GLP-1-driven weight loss improves exercise capacity over time. Start conservative and progress as the weight comes off.

● Moderate evidence

⚠ Avoid or limit: Sedentary behaviour on GLP-1 agonists results in disproportionate muscle loss — the peptide doesn't distinguish fat from muscle. Insufficient protein is the most common mistake. Always inform your anaesthetist before surgery — GLP-1 agonists cause aspiration risk.

The Honest Assessment

Where GLP-1 Agonists Actually Stand

GLP-1 agonists represent something genuinely different from every other compound in this book: they are approved, proven, and transformative. The weight loss numbers — 15-22% of body weight in Phase 3 trials — are unprecedented in pharmacology. The cardiovascular mortality data is landmark. The liver disease results may open another major therapeutic chapter. The potential neurological applications (Alzheimer's, Parkinson's, addiction) could define the next decade of medicine.

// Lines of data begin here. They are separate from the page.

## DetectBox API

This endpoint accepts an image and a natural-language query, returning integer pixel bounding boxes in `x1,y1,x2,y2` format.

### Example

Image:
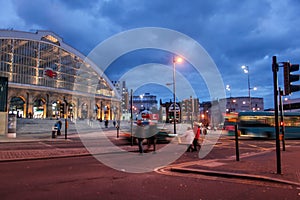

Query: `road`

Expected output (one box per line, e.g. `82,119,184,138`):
0,156,298,200
0,133,300,199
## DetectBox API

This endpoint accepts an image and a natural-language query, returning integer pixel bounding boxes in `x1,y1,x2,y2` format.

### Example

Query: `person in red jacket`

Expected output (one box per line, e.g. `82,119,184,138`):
193,126,201,151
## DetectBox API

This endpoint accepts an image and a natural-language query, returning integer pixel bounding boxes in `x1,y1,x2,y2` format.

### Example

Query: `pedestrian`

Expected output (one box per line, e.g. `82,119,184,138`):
193,126,201,151
147,123,158,153
54,120,62,135
104,120,108,128
135,125,145,154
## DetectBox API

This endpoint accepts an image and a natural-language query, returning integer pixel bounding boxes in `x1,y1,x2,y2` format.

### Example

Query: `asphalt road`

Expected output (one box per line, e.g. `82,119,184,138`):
0,157,298,200
0,137,299,200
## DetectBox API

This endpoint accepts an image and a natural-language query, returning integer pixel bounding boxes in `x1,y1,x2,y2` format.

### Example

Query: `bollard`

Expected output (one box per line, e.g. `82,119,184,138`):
52,129,56,138
234,124,240,161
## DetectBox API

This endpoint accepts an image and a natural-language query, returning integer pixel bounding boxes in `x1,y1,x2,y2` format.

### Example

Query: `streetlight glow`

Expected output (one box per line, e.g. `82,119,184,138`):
173,57,183,63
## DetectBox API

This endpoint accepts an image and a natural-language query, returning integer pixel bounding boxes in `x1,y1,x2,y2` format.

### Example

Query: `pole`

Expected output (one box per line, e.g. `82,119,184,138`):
247,67,252,111
173,57,176,134
272,56,281,174
279,87,285,151
234,124,240,161
130,89,133,146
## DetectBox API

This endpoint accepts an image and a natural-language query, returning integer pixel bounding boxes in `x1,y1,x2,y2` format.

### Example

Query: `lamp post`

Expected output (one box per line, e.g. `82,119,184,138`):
241,65,257,110
226,85,231,113
173,57,182,134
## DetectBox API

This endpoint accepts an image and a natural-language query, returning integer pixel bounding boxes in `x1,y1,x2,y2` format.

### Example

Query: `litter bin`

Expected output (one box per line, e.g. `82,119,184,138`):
52,126,57,138
7,114,17,138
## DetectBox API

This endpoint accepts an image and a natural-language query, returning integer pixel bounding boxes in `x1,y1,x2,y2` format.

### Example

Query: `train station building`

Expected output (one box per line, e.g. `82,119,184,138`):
0,30,121,120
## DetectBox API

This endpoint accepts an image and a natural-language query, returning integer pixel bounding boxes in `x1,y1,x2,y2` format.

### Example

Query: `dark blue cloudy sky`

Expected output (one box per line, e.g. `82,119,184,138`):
0,0,300,108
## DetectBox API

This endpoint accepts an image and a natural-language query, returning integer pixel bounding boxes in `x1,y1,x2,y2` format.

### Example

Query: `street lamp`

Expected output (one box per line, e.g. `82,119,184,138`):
173,57,183,134
241,65,257,110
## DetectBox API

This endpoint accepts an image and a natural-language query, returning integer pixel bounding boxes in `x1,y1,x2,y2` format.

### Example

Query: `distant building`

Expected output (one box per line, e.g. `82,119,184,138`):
220,97,264,112
0,30,120,119
200,97,264,126
282,98,300,112
129,93,157,113
112,81,130,115
180,97,200,122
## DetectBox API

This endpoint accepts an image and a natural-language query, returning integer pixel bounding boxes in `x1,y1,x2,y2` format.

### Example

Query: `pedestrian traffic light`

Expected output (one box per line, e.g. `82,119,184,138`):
283,62,300,95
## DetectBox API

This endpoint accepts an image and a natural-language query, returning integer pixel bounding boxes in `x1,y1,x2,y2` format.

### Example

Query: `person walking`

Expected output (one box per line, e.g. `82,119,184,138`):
54,120,62,135
193,126,201,151
184,127,195,152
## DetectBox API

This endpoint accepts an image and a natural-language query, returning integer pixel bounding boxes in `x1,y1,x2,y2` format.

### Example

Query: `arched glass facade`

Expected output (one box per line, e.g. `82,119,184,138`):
0,30,119,119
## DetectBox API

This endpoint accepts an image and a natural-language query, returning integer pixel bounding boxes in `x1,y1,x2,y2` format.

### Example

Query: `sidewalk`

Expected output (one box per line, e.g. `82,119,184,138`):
0,134,300,187
168,146,300,187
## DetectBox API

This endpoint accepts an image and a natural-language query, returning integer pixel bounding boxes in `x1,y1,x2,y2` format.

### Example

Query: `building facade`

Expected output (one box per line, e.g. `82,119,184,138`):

The cultural ambivalence around GLP-1 — particularly the concern that it pathologises what some consider a lifestyle issue, or that it's "cheating," or that it's accessible only to the wealthy — is a legitimate societal discussion. But from a pure evidence standpoint, the science is unambiguous: these drugs work better than any anti-obesity medication ever developed, with acceptable safety profiles for appropriate patients.

The honest concerns are real: muscle loss requires active management, regain after stopping is substantial, GI side effects are common, rare serious events (pancreatitis, gallstones) deserve monitoring, and the cost and access barriers are genuinely problematic. But none of these diminish the significance of what GLP-1 agonists have achieved.

Editor's Summary

"GLP-1 agonists are the most evidence-backed compounds in this book by an enormous margin. 15-22% weight loss in Phase 3 trials. Cardiovascular mortality reduction. Fatty liver treatment. Potential neurological applications. This is a class that is redefining medicine — not just weight management. The side effects are real and manageable. The regain on stopping is a limitation, not a dealbreaker. These belong in the category of genuinely transformative medicine."